Sindicato acusa médicos de querer rever a remuneração da produção cirúrgica adicional, alterando condições de trabalho já realizado.
O Sindicato dos Médicos do Norte (SMN) acusou, esta sexta-feira, a ULS de Matosinhos de querer rever a remuneração da produção cirúrgica adicional, alterando condições de trabalho já realizado, enquanto administração garante que só está a analisar uma irregularidade detetada.
Em comunicado, este sindicato afeto à Federação Nacional dos Médicos (Fnam) refere que "o conselho de administração pretende rever a remuneração da produção cirúrgica adicional realizada antes da entrada em vigor das novas regras, que apenas produzem efeitos desde 1 de julho", uma pretensão que considera "inaceitável", pelo que pediu já uma reunião urgente com os responsáveis desta Unidade Local de Saúde (ULS).
Em resposta à agência Lusa, a administração da ULS que gere o Hospital Pedro Hispano, em Matosinhos, diz que "contrariamente à informação veiculada, não há nenhuma intenção de aplicação retroativa da portaria", até porque "tal não poderia acontecer porque constituiria uma ilegalidade", garante.
Mas, referindo que médicos denunciaram medidas que estão a fazer parar a produção cirúrgica em Matosinhos, o SMN reitera que "alterar as condições remuneratórias de trabalho já realizado de boa-fé pelos médicos" é "inaceitável".

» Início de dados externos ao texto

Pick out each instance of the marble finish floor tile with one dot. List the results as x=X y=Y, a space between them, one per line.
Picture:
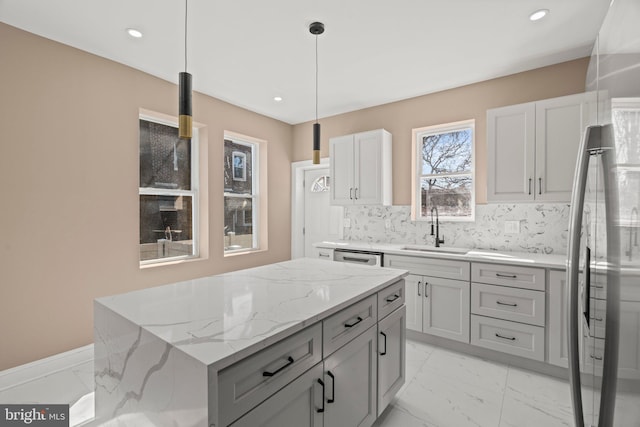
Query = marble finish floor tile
x=536 y=400
x=443 y=389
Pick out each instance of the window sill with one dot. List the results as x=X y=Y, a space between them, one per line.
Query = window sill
x=238 y=252
x=173 y=261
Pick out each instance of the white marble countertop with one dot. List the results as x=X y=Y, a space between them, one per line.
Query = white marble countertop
x=473 y=255
x=220 y=319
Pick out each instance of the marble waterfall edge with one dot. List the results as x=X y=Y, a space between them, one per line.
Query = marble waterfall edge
x=158 y=351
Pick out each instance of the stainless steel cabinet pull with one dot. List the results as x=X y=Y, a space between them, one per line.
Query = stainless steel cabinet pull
x=321 y=410
x=393 y=298
x=507 y=303
x=351 y=325
x=353 y=259
x=333 y=388
x=539 y=185
x=505 y=338
x=270 y=374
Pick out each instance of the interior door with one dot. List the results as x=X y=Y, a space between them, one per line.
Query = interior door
x=322 y=221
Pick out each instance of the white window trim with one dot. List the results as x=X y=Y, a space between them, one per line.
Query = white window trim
x=416 y=168
x=194 y=193
x=258 y=195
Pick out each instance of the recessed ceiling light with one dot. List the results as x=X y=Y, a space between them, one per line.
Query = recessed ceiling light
x=538 y=14
x=136 y=34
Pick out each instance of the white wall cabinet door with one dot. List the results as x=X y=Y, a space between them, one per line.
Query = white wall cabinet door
x=414 y=290
x=350 y=377
x=511 y=134
x=297 y=404
x=341 y=170
x=560 y=123
x=557 y=326
x=391 y=356
x=368 y=168
x=532 y=148
x=361 y=168
x=446 y=308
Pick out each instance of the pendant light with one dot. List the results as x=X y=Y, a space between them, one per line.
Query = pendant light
x=316 y=29
x=185 y=120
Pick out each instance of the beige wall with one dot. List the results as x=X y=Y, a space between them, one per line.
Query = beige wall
x=467 y=102
x=69 y=179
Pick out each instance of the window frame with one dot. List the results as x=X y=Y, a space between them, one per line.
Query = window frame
x=193 y=193
x=258 y=188
x=416 y=168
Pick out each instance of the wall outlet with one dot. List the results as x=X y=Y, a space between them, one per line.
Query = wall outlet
x=512 y=227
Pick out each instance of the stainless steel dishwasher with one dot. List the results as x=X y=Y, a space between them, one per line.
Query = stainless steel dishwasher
x=358 y=257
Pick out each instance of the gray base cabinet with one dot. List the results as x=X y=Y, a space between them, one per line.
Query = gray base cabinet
x=298 y=404
x=391 y=356
x=446 y=308
x=350 y=378
x=356 y=365
x=437 y=295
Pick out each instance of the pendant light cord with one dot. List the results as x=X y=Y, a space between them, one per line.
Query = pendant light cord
x=316 y=78
x=185 y=34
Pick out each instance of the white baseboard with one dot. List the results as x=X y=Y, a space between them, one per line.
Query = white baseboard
x=30 y=371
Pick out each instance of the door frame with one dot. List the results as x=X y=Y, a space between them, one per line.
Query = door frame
x=297 y=203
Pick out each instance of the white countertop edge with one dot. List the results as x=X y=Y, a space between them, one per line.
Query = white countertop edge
x=474 y=255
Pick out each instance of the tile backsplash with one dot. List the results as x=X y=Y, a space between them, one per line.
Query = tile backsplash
x=543 y=227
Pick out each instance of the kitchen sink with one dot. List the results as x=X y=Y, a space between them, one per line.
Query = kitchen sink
x=433 y=249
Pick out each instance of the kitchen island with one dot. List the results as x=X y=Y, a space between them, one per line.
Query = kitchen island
x=253 y=347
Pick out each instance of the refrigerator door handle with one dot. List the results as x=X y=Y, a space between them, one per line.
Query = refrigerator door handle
x=591 y=139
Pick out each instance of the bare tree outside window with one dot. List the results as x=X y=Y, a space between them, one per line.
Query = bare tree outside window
x=445 y=155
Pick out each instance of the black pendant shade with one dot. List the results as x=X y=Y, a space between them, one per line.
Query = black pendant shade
x=185 y=121
x=316 y=143
x=316 y=29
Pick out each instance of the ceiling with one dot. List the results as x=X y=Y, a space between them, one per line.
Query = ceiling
x=373 y=52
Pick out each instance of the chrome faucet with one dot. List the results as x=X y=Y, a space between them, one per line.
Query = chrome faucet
x=439 y=241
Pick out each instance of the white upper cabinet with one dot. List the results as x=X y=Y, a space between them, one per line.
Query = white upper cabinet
x=361 y=168
x=532 y=148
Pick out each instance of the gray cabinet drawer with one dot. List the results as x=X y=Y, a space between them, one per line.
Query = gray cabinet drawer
x=509 y=337
x=345 y=325
x=295 y=405
x=434 y=267
x=252 y=380
x=509 y=275
x=518 y=305
x=390 y=298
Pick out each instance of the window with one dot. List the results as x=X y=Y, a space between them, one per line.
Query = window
x=444 y=171
x=168 y=192
x=241 y=189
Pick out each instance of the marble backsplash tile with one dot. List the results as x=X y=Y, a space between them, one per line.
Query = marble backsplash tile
x=543 y=227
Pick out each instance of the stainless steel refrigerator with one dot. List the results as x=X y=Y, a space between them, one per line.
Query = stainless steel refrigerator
x=603 y=265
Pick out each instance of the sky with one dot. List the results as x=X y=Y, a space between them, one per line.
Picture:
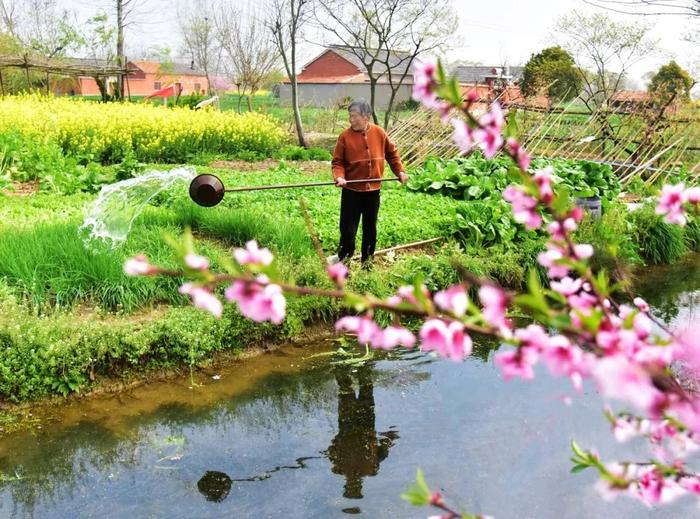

E, falando em "caos instalado", o sindicato considera que "este é mais um sinal de um problema que está a alastrar a vários hospitais do Serviço Nacional de Saúde (SNS)", pelo que responsabiliza a ministra da Saúde, Ana Paula Martins, "pela instabilidade criada na sequência das recentes alterações legislativas e da ausência de orientações claras e uniformes sobre a produção cirúrgica adicional".
À Lusa, o hospital de Matosinhos esclareceu que, na sequência da entrada em vigor das Portarias 274 e 281/2026, que alterou o enquadramento legal da produção adicional no SNS, a ULS de Matosinhos aprovou, a 3 de julho, um regime transitório de produção adicional interna, que vigora até à aprovação do novo regulamento interno da produção adicional (fora do horário de trabalho) pela Direção Executiva do SNS, algo que diz estar previsto na portaria.
Segundo a administração, este regime transitório tem como objetivo assegurar a continuidade da atividade assistencial, e aumenta globalmente em 9,4% as condições remuneratórias em vigor no mês anterior, garantindo a transição para o novo enquadramento legal.
Admitindo, no entanto, que o Serviço de Anestesiologia comunicou a indisponibilidade para realizar atividade assistencial adicional até à aprovação do regulamento interno definitivo, a ULS de Matosinhos sublinha que, no âmbito da elaboração do regulamento interno, foi criado um grupo de trabalho coordenado por um médico anestesista.
"Importa esclarecer ainda que, imediatamente após tomada de posse do novo conselho de Administração [liderado pelo médico Nelson Pereira que entrou em funções a 30 de abril] foi detetada uma irregularidade nos pagamentos da produção adicional a médicos e restantes profissionais que vinham sendo praticados, que estavam a auferir 10% acima do valor máximo que a lei permitia", lê-se no esclarecimento.
Segundo a administração, estes 10% representam mais de 1,1 milhões de euros de pagamentos entre setembro de 2024 e abril de 2026, uma situação "imediatamente corrigida nas cirurgias efetuadas em maio, com processamento no salário de junho".
Quanto ao eventual efeito retroativo dessa correção, a ULS de Matosinhos revelou que encontra-se pendente de um parecer jurídico "externo e isento".
"A ULS Matosinhos encontra-se a desenvolver todas as diligências necessárias para minimizar o impacto desta situação na atividade assistencial, continuando a acompanhar permanentemente a evolução da situação e mantendo como prioridade a salvaguarda assistencial dos seus utentes", conclui.
Já o sindicato, sublinhando saber que há outros hospitais onde estão a ser alterados os valores pagos por procedimentos, aproveita para alertar para a exclusão de profissionais das equipas, vias verdes limitadas e de aplicação de novas regras que podem fazer recair sobre as equipas o custo de dispositivos médicos implantáveis como, por exemplo, próteses da anca e do joelho, lentes intraoculares ou pacemakers.
"Os médicos sempre responderam ao apelo do SNS para operar mais e reduzir listas de espera. Mas essa disponibilidade exige regras claras, estabilidade e respeito pelos compromissos assumidos. Quando as regras mudam depois do trabalho realizado ou variam de hospital para hospital, quebra-se a confiança das equipas e quem acaba por pagar são os doentes", alerta o SMN.